There was recently a flurry of attention and dismay over
Sarah Kendzior having been suspended from Bluesky by its
moderation system. Since the state of the art in trust and safety is evolving fast, this is worth a closer look. In
particular, Mastodon has a really different approach, so let’s see how the Kendzior drama would have played out there.
Disclosures
I’m a fan of Ms Kendzior, for example check out her recent
When I Loved New York; fine writing and incisive
politics. I like the Bluesky experience and have warm feelings toward the team there, although my
long-term social media bet is on Mastodon.
Back story
Back in early October, the Wall Street Journal published
It’s Finally Time to Give
Johnny Cash His Due, an appreciation for Johnny’s music that I totally agreed with. In particular I liked its praise for
American IV: The Man Comes Around which, recorded while
he was more or less on his deathbed, is a masterpiece. It also said that, relative to other rockers, Johnny “can seem deeply
uncool”.
Ms Kendzior, who is apparently also a Cash fan and furthermore thinks he’s cool, posted to Bluesky “I want to shoot
the author of this article just to watch him die.” Which is pretty funny, because one of Johnny’s most famous lyrics, from
Folsom
Prison Blues, was “I shot a man in Reno just to watch him die.” (Just so you know: In 1968 Johnny performed the song at a
benefit concert for the prisoners at Folsom, and on the live record (which is good), there is a burst of applause from the
audience after the “shot a man” lyric. It was apparently added in postproduction.)
Subsequently, per the
Bluesky Safety account ”The account owner of
@sarahkendzior.bsky.social was suspended for 72 hours for expressing a desire to shoot the author of an article.”

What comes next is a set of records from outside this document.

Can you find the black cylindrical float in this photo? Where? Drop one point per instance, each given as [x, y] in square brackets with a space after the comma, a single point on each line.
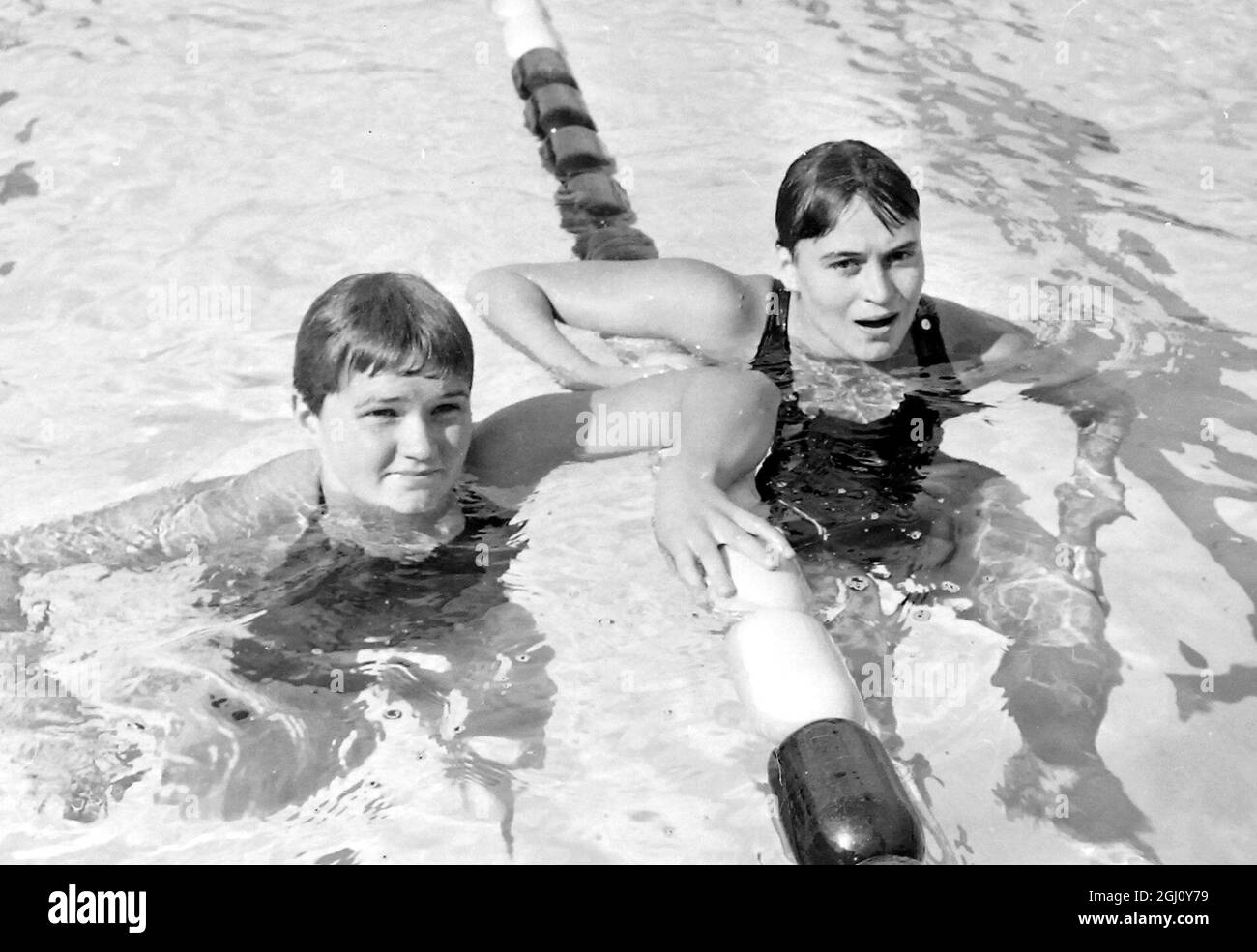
[556, 104]
[537, 68]
[840, 799]
[573, 148]
[595, 192]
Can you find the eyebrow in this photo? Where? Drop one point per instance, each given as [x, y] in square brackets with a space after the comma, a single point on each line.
[834, 255]
[386, 401]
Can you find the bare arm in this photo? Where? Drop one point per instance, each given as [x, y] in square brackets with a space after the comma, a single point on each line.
[695, 304]
[717, 422]
[163, 523]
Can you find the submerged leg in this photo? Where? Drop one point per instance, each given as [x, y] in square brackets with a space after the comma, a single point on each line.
[1056, 675]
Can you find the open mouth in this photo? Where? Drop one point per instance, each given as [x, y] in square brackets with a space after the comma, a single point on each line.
[878, 323]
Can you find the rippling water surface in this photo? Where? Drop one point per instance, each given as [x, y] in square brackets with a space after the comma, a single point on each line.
[269, 151]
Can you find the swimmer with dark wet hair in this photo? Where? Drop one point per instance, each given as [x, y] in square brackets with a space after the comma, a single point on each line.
[382, 380]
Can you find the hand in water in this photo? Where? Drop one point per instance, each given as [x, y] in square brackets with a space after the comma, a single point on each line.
[12, 618]
[694, 518]
[596, 377]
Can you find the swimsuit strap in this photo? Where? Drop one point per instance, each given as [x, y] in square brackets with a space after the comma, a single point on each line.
[926, 335]
[772, 355]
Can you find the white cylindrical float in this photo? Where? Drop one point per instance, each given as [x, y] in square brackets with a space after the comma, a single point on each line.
[524, 26]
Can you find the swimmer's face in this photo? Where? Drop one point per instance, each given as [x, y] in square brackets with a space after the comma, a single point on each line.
[394, 443]
[859, 284]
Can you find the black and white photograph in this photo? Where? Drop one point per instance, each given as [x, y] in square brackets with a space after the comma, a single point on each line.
[564, 432]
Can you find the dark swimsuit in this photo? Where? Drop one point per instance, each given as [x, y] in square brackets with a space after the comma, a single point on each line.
[849, 487]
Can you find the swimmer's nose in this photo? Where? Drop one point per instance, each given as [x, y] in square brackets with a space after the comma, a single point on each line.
[416, 440]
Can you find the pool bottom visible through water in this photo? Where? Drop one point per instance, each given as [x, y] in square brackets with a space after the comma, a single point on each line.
[1061, 146]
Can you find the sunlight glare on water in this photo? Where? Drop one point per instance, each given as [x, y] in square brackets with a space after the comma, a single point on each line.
[273, 151]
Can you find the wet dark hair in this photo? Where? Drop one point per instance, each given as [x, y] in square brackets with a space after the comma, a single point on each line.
[818, 185]
[378, 323]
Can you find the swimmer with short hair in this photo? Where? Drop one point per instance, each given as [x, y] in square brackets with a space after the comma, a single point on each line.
[853, 487]
[382, 378]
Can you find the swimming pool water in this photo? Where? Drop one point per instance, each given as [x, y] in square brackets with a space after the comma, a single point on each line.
[271, 151]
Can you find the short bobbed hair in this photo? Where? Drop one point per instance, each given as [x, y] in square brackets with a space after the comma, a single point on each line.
[378, 323]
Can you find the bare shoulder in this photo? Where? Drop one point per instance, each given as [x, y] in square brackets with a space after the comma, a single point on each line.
[694, 303]
[975, 334]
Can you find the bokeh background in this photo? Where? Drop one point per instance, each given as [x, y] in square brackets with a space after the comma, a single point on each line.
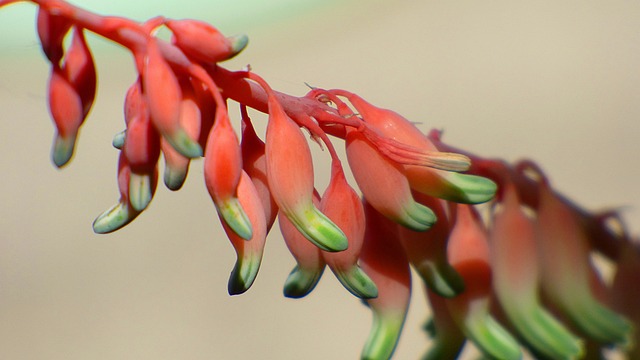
[558, 82]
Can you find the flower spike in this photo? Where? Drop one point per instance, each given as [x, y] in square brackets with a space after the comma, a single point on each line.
[222, 171]
[384, 260]
[343, 206]
[384, 185]
[309, 261]
[516, 283]
[468, 252]
[249, 251]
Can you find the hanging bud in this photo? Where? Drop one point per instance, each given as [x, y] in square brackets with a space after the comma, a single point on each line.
[51, 30]
[80, 70]
[254, 162]
[121, 213]
[427, 251]
[309, 262]
[384, 260]
[290, 176]
[341, 204]
[222, 170]
[384, 185]
[249, 252]
[468, 253]
[163, 94]
[516, 283]
[65, 105]
[203, 42]
[565, 264]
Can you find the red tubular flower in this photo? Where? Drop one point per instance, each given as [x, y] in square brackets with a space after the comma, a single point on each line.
[80, 70]
[254, 162]
[65, 105]
[141, 148]
[427, 251]
[162, 91]
[384, 260]
[468, 252]
[309, 261]
[121, 213]
[249, 252]
[222, 170]
[384, 185]
[51, 30]
[452, 186]
[565, 263]
[447, 338]
[193, 119]
[516, 273]
[204, 42]
[290, 176]
[342, 205]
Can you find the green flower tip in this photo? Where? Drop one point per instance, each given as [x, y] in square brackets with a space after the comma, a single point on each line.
[62, 150]
[418, 218]
[442, 278]
[243, 275]
[357, 282]
[238, 43]
[301, 282]
[321, 231]
[383, 337]
[174, 178]
[118, 139]
[183, 144]
[140, 191]
[471, 189]
[114, 218]
[233, 215]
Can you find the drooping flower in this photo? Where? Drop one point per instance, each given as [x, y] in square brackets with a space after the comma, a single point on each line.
[384, 185]
[565, 271]
[384, 260]
[341, 204]
[161, 88]
[427, 251]
[290, 176]
[516, 279]
[222, 170]
[309, 261]
[204, 42]
[468, 252]
[248, 251]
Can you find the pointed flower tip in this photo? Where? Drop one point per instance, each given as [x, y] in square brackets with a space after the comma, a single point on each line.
[301, 282]
[243, 275]
[234, 215]
[418, 218]
[118, 139]
[238, 43]
[174, 178]
[443, 279]
[383, 337]
[321, 231]
[471, 189]
[186, 146]
[114, 218]
[358, 282]
[62, 151]
[140, 191]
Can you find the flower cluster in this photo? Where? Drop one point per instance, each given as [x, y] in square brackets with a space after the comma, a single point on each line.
[514, 274]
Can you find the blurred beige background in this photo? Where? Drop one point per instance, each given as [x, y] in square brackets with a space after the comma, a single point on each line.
[555, 81]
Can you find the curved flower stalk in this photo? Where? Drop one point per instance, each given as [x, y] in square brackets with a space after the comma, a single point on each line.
[386, 263]
[418, 194]
[516, 282]
[468, 252]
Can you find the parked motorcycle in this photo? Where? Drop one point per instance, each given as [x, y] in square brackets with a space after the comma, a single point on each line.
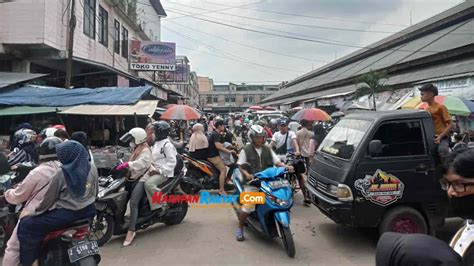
[271, 219]
[66, 246]
[202, 175]
[111, 206]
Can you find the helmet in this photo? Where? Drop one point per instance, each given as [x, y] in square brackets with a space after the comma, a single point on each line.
[25, 136]
[48, 132]
[162, 130]
[47, 148]
[283, 121]
[137, 135]
[219, 122]
[256, 131]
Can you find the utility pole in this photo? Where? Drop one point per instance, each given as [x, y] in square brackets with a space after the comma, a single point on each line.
[72, 26]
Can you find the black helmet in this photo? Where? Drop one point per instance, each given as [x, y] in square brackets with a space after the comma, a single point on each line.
[47, 148]
[162, 130]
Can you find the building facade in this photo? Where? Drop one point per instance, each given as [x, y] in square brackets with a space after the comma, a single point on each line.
[38, 43]
[234, 97]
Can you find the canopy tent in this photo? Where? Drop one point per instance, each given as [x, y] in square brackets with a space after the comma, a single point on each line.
[26, 110]
[144, 107]
[52, 96]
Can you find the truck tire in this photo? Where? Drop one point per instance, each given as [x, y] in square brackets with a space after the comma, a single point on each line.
[403, 219]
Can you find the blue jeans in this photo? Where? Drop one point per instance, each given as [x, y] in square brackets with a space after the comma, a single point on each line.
[33, 229]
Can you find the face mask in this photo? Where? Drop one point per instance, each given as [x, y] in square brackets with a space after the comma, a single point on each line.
[463, 206]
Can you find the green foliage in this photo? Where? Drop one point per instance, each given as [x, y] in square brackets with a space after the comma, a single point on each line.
[371, 83]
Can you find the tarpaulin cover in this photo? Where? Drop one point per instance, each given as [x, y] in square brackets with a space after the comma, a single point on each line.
[140, 108]
[51, 96]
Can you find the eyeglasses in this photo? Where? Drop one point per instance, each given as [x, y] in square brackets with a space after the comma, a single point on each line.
[457, 187]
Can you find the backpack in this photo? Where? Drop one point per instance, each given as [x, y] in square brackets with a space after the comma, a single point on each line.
[179, 161]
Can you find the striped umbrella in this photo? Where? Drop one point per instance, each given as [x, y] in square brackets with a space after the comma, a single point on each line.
[311, 114]
[181, 112]
[456, 105]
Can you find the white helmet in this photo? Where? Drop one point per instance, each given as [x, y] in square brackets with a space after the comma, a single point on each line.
[256, 131]
[138, 134]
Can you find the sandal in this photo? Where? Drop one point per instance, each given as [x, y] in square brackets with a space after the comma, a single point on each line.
[307, 203]
[239, 235]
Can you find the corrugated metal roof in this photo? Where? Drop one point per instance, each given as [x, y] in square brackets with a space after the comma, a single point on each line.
[156, 4]
[12, 78]
[447, 31]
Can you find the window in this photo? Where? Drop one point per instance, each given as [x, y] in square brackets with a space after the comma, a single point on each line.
[124, 42]
[116, 37]
[89, 18]
[403, 138]
[344, 138]
[103, 27]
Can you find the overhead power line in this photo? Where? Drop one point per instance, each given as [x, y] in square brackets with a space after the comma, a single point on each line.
[283, 22]
[249, 46]
[234, 57]
[308, 16]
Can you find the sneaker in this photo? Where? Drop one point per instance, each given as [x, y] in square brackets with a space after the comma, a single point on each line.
[239, 235]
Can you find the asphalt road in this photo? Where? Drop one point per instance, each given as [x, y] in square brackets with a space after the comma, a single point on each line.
[206, 237]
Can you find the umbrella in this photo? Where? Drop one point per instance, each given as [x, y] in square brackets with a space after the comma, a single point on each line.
[456, 105]
[311, 114]
[181, 112]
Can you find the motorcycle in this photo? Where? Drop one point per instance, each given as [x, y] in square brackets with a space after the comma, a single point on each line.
[111, 206]
[66, 246]
[9, 213]
[271, 219]
[202, 175]
[462, 242]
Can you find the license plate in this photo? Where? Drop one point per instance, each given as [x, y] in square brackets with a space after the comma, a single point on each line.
[82, 250]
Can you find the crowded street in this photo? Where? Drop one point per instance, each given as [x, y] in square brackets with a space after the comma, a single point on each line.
[237, 132]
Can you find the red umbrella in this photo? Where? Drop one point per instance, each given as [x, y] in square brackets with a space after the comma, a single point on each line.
[181, 112]
[311, 114]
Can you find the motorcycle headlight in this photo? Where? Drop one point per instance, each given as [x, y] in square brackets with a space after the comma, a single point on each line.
[278, 201]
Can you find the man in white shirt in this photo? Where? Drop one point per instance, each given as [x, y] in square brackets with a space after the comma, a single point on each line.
[285, 136]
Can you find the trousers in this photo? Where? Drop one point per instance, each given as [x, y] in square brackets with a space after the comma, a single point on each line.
[33, 229]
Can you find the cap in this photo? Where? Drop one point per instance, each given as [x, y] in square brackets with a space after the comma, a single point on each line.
[430, 87]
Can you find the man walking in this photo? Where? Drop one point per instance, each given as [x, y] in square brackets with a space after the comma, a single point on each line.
[441, 119]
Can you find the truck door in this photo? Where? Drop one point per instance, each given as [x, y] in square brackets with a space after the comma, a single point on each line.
[399, 172]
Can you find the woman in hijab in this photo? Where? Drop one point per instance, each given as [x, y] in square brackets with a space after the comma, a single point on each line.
[198, 144]
[69, 197]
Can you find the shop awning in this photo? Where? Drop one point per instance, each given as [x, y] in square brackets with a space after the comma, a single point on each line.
[141, 108]
[26, 110]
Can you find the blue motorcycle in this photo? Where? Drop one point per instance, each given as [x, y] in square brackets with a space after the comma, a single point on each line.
[271, 219]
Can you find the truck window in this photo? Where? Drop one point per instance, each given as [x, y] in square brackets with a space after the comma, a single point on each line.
[401, 139]
[344, 138]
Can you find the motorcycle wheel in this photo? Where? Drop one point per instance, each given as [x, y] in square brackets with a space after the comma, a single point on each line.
[287, 240]
[179, 212]
[102, 228]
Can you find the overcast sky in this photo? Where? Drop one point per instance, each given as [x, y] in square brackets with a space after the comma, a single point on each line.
[226, 61]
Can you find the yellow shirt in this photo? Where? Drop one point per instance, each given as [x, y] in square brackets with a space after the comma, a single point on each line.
[440, 115]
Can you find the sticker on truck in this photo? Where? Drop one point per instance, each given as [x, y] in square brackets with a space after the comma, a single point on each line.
[381, 188]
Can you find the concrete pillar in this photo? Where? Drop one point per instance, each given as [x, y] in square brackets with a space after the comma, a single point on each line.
[21, 66]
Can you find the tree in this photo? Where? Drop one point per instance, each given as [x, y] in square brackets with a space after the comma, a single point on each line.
[371, 83]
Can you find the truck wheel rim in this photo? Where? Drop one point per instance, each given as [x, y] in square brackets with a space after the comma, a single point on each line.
[405, 225]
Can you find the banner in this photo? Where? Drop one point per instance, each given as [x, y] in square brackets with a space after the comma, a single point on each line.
[152, 56]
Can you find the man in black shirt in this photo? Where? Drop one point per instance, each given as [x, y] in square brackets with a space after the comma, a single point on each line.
[215, 145]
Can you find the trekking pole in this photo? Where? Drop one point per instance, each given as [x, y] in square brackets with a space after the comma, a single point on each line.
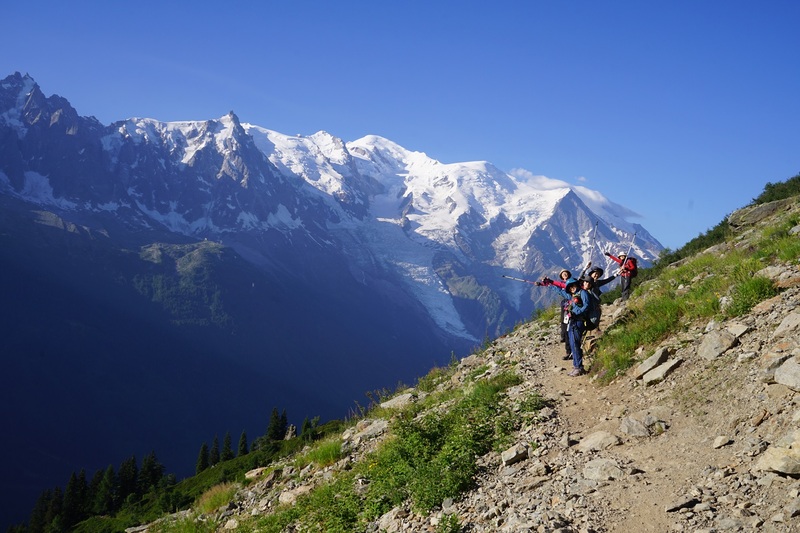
[522, 280]
[631, 245]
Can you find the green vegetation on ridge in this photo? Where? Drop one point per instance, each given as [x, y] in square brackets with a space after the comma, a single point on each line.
[430, 454]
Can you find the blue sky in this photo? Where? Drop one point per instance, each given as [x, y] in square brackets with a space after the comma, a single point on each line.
[681, 111]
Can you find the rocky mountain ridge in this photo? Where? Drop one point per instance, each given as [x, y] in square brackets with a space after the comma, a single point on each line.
[703, 435]
[443, 234]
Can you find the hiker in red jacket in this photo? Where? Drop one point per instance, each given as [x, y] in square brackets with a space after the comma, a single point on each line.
[561, 283]
[626, 272]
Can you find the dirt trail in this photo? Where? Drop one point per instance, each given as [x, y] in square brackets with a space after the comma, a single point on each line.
[661, 468]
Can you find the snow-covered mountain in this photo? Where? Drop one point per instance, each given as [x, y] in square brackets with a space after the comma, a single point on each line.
[444, 234]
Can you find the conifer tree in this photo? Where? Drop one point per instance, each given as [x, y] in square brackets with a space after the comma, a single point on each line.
[213, 454]
[36, 523]
[243, 444]
[150, 473]
[52, 519]
[106, 495]
[308, 432]
[74, 500]
[128, 478]
[227, 452]
[202, 459]
[284, 424]
[274, 433]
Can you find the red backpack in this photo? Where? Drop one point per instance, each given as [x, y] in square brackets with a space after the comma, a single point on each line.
[631, 266]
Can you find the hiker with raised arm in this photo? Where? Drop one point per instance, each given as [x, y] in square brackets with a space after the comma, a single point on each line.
[628, 270]
[595, 273]
[577, 303]
[561, 283]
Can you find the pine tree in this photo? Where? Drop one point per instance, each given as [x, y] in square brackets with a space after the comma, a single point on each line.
[150, 473]
[106, 496]
[75, 500]
[202, 459]
[128, 478]
[274, 433]
[308, 431]
[52, 519]
[36, 523]
[227, 453]
[213, 454]
[284, 424]
[243, 444]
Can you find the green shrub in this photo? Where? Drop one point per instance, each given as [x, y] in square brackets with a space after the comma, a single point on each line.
[216, 497]
[749, 292]
[433, 457]
[323, 453]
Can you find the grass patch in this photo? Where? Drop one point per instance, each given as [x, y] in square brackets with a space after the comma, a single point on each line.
[216, 497]
[323, 453]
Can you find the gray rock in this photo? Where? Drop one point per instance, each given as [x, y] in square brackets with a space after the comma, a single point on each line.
[789, 326]
[722, 440]
[659, 373]
[598, 441]
[716, 343]
[602, 470]
[515, 454]
[789, 374]
[634, 428]
[400, 401]
[658, 358]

There was an outburst of fury on Bluesky about the sudden vanishing of Ms Kendzior’s account, and the explanation
quoted above didn’t seem to reduce the heat much. Since I know nothing about the mechanisms used by Bluesky Safety, I’m
not going to dive any deeper into the Bluesky story.
On Mastodon
I do know quite a bit about Mastodon’s trust-and-safety mechanisms, having been a moderator on
CoSocial.ca for a couple of years now. So I’m going to walk through how the same story might
have unfolded on Mastodon, assuming Ms Kendzior had made the same post about the WSJ article. There are a bunch of
forks in this story’s path, where it might have gone one way or another depending on the humans involved.
Reporting
The Mastodon process is very much human-driven. Anyone who saw Ms Kendzior’s post could pull up the per-post menu and hit the
“Report” button. I’ve put a sample of what that looks like on the right, assuming someone wanted to report yours truly.
By the way, there are many independent Mastodon clients; some of them have “Report” screens that are way cooler than this. I
use
Phanpy, which has a hilarious little animation with an animated rubber stamp that
leaves a red-ink “Spam” or whatever on the post you’re reporting.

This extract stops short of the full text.